We live in a media culture that is supersaturated with violence. We’ve infused Christianity with fighting language to try to make things more interesting, because we’ve gotten so high on violence that the Kingdom of God seems, well, boring.
For this reason, we frequently use the war metaphor for Christianity. Spiritual warfare. The full armor of God. We love King David’s epic battles. The culture wars. Books like Every Man’s Battle, Wild at Heart, Battlefield of the Mind. My wife and I were skimming a devotional for couples that, for several days, read more like an exaltation of soldiers on D-day!
Because we believe the Myth of Redemptive Violence, when Christian authors tell us that Christianity is a battle, we believe them. We like battles. They’re exciting – and righteous – because they involve destroying our enemies. Healing the sick, helping those in need, and visiting those in prison all seem very humdrum compared to fighting every man’s battle against lust, and when it comes down to it, looking away from women who aren’t our wives seems very humdrum compared to fighting an actual battle.
Jesus and the War Metaphor
Jesus taught us to love our enemies. He did indeed say “I saw Satan falling like lightning from heaven,” but under what circumstances? The disciples had gone out and “fought the good fight of faith: they had followed Jesus’ instructions to “Heal the sick who are there and tell them, ‘The kingdom of God has come near to you,'” and even the demons were subject to the disciples in Jesus’ name.
The kingdom of God has come near to you.
Jesus was the only one who saw Satan falling like lightning. The disciples only saw healing and demons leaving. Which is exciting, but not exciting like war is. Which brings us to Christianity and violent movies. We can’t watch movies with sex scenes in them, because that’s sinful. But we watch movies with violence in them all the time, because we have bought into the Myth of Redemptive Violence and we believe that more deeply than we believe the words of Christ.

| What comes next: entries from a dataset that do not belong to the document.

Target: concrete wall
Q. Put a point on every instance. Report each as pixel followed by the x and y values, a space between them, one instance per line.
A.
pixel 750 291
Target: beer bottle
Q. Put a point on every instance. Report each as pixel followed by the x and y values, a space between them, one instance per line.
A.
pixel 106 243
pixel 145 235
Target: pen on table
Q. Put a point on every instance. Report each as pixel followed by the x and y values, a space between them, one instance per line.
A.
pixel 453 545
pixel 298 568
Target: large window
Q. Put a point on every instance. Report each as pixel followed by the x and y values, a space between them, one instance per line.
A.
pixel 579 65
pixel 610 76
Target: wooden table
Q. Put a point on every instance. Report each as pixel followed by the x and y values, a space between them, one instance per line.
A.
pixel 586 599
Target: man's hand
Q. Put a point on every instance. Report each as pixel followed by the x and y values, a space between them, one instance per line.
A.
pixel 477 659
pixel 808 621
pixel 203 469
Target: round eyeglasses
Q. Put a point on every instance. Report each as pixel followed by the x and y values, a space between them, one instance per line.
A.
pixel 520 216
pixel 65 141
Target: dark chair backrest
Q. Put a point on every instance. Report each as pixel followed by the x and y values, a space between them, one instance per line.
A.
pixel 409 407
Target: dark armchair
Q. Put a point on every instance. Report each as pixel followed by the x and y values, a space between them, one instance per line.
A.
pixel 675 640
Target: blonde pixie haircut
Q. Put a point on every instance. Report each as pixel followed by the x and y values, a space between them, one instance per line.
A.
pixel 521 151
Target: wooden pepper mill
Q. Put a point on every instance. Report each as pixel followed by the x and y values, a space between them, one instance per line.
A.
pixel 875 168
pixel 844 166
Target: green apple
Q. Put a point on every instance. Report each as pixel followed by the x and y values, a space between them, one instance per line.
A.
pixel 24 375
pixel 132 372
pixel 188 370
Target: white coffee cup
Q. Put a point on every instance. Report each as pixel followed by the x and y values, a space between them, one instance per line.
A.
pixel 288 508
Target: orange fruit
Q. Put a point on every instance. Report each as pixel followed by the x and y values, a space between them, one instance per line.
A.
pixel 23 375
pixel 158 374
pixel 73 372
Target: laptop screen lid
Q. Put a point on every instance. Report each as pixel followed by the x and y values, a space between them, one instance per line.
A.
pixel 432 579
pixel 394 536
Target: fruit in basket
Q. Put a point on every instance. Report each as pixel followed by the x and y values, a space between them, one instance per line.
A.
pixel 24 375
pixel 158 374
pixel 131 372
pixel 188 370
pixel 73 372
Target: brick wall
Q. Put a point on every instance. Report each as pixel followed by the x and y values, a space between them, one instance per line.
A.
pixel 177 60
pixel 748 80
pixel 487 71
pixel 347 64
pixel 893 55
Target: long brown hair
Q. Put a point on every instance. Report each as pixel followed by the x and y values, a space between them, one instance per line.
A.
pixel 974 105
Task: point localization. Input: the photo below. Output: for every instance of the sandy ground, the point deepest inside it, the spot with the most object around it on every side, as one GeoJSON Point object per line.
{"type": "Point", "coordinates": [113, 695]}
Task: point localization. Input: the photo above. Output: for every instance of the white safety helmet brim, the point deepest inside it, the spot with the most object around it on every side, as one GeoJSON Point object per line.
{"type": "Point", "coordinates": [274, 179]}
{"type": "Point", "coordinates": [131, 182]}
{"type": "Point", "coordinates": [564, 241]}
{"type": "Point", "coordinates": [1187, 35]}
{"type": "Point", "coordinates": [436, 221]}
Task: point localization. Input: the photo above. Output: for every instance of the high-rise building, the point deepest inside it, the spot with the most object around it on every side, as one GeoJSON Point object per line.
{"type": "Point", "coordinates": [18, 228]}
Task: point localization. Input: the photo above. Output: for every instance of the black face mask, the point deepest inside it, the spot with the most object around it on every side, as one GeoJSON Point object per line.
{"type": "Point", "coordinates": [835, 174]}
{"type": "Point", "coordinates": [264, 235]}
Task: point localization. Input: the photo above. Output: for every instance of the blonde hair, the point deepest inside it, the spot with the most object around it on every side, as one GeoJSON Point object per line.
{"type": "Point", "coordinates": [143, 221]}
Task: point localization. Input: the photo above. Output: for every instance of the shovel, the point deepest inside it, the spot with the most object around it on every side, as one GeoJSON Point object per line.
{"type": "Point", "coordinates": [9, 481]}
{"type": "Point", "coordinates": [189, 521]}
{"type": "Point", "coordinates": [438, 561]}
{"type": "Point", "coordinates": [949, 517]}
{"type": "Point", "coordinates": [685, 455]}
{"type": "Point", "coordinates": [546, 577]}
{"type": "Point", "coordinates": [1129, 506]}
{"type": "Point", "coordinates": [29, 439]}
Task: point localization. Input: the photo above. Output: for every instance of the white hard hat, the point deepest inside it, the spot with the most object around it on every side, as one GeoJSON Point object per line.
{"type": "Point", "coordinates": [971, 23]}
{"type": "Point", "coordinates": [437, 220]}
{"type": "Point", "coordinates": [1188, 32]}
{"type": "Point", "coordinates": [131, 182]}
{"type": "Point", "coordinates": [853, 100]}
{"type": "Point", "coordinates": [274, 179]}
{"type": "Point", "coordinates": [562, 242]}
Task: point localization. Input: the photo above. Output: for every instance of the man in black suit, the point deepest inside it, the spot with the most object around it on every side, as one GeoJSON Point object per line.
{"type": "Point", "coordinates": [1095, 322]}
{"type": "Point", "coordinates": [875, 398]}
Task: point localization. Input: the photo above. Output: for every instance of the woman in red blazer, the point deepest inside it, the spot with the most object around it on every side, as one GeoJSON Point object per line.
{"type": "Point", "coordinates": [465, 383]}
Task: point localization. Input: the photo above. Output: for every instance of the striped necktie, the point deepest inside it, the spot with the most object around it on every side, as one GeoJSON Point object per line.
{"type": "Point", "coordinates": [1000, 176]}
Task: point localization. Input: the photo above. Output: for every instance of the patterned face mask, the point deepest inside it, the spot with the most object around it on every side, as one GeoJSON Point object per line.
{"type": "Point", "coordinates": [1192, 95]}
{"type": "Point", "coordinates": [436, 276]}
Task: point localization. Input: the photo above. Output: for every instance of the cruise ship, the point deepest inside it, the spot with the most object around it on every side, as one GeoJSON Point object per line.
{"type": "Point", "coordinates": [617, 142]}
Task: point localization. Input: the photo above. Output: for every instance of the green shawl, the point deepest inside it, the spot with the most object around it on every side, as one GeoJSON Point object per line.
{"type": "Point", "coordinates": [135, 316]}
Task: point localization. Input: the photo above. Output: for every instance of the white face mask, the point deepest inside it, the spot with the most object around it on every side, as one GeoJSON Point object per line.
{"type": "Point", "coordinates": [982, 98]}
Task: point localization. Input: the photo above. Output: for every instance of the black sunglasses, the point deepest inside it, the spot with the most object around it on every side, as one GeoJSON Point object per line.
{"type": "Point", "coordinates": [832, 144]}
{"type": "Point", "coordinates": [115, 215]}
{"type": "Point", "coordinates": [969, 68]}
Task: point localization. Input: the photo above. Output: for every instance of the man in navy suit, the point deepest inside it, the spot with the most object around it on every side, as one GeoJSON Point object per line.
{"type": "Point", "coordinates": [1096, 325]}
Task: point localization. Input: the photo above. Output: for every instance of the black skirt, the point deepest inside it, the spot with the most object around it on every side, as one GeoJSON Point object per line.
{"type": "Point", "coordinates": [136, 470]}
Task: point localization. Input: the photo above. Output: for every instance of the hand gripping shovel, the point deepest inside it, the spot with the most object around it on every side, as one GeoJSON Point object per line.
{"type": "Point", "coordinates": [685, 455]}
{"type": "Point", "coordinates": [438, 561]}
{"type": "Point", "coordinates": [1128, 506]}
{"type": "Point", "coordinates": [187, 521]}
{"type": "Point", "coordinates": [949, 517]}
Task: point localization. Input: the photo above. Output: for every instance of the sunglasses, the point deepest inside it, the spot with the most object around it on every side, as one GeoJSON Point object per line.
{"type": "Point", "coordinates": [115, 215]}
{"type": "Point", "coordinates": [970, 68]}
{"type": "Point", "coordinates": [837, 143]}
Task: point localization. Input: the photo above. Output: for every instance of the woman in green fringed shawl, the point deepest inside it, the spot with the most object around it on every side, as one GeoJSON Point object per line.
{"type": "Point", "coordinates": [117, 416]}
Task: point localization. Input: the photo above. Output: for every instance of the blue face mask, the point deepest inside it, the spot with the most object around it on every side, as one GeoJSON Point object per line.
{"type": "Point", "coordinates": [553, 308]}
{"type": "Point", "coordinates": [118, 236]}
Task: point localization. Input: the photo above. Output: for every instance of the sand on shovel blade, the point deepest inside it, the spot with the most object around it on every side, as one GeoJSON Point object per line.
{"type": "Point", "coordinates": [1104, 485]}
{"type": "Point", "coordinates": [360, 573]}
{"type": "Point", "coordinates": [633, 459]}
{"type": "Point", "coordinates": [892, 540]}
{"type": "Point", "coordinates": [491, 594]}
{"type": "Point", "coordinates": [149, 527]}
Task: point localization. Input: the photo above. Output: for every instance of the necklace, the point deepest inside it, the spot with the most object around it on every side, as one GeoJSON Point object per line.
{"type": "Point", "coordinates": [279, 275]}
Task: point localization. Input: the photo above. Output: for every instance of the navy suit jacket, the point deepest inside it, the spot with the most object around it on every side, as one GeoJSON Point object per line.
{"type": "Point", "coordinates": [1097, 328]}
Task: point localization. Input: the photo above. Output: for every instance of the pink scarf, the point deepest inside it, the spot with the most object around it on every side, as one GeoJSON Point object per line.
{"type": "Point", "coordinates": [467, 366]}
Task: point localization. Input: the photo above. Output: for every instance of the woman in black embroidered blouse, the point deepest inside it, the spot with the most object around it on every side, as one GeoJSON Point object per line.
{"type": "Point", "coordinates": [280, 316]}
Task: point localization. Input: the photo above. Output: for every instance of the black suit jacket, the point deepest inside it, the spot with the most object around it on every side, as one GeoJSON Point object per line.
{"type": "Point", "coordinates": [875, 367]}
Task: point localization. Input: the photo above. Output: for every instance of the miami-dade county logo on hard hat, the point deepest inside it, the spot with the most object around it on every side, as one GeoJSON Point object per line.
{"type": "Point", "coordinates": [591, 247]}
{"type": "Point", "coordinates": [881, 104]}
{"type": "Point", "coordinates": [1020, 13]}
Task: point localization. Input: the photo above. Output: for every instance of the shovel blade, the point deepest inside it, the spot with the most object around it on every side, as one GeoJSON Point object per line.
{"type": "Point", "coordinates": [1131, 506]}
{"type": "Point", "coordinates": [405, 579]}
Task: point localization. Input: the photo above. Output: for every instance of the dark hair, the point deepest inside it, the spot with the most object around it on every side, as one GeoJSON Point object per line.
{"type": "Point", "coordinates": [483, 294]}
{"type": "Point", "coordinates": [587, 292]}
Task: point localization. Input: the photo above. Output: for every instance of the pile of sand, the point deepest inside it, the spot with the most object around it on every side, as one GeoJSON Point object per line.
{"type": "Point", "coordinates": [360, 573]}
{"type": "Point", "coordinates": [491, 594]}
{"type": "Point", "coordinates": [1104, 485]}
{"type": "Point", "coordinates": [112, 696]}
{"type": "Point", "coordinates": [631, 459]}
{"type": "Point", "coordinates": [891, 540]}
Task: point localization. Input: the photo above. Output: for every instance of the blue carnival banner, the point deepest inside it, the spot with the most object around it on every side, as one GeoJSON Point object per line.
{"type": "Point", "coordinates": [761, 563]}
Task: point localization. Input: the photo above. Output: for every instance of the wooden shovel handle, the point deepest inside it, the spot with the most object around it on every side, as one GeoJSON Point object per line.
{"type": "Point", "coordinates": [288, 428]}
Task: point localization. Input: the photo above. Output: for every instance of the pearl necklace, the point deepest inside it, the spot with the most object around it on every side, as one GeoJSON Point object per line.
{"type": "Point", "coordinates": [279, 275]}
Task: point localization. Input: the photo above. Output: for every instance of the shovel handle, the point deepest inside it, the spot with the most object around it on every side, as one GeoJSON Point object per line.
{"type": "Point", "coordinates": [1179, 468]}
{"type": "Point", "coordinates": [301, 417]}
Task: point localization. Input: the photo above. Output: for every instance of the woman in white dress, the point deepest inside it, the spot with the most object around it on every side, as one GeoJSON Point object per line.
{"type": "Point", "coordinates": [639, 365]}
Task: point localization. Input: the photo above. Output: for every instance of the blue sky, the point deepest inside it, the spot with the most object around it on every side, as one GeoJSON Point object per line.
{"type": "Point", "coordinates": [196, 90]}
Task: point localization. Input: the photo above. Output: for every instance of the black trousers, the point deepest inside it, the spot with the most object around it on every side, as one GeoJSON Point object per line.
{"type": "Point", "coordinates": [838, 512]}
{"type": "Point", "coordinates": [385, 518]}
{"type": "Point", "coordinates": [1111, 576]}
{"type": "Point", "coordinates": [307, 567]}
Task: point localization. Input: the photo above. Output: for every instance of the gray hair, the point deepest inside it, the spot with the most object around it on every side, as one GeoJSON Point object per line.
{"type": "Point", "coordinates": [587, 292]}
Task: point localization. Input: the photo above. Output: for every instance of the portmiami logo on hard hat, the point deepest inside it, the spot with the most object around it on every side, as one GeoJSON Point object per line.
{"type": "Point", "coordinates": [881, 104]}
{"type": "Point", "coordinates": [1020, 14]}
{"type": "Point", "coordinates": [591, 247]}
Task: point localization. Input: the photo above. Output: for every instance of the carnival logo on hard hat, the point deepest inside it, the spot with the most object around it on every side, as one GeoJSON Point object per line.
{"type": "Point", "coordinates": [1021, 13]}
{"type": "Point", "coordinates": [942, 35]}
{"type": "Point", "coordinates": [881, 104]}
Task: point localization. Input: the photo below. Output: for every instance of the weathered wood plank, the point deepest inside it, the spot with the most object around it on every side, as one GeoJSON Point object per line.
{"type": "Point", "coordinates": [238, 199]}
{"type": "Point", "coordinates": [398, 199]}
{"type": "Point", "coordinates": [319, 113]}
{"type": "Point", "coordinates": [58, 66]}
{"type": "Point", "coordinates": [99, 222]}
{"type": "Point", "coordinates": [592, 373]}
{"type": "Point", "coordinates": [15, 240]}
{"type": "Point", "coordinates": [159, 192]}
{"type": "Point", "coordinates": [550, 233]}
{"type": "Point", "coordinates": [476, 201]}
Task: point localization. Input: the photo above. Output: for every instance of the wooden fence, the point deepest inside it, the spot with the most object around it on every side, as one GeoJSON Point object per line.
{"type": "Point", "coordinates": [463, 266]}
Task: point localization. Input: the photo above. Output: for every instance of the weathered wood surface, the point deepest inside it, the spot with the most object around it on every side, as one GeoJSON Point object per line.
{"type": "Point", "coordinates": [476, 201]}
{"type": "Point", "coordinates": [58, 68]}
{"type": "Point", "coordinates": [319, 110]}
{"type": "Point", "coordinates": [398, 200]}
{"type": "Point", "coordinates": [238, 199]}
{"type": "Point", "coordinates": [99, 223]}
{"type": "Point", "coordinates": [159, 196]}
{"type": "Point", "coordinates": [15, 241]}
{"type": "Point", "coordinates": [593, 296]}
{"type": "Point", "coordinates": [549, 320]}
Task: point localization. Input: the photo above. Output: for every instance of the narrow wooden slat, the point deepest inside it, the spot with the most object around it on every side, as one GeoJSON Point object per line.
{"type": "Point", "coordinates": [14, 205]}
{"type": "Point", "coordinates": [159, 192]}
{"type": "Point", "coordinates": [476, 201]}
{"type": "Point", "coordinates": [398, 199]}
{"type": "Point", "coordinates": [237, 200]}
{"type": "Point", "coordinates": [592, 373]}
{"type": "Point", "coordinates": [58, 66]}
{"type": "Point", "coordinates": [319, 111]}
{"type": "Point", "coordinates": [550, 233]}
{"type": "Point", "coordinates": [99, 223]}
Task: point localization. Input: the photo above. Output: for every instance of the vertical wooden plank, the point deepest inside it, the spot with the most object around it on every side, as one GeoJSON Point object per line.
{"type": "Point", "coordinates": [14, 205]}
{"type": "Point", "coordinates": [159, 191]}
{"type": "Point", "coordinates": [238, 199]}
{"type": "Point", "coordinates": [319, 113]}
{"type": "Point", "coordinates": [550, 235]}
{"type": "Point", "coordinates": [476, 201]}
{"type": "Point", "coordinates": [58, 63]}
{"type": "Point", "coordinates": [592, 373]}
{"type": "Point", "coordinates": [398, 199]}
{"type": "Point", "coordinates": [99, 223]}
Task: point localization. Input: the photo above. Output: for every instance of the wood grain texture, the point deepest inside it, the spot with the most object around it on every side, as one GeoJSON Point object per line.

The Christian life is not a battle. It’s just not. Battles are exciting and terrifying and such an incredible adrenaline rush that when marines come home, they get depressed because everyday life is so gosh-darn boring. Going forward and accepting Jesus can be an adrenaline rush, but it passes. Telling someone about Jesus can be exciting too, but it’s not a battle. The so-called battle happens while you’re deciding if it’s a good idea.
The war metaphor isn’t helping. It’s basically a bait-and-switch where we think we’re getting something that we find exciting, but it turns out to be very daily. So we feel like we’re spinning our tires if the Christian life isn’t exciting and full of adventure. Well, news flash: It often isn’t. But sometimes it is. But not like a war. More like a mustard seed. More like the kingdom coming.
Final note: Eric Ludy recently (2008 is recent, right?) published a book called, I kid you not, The Bravehearted Gospel: The Truth is Worth Fighting for.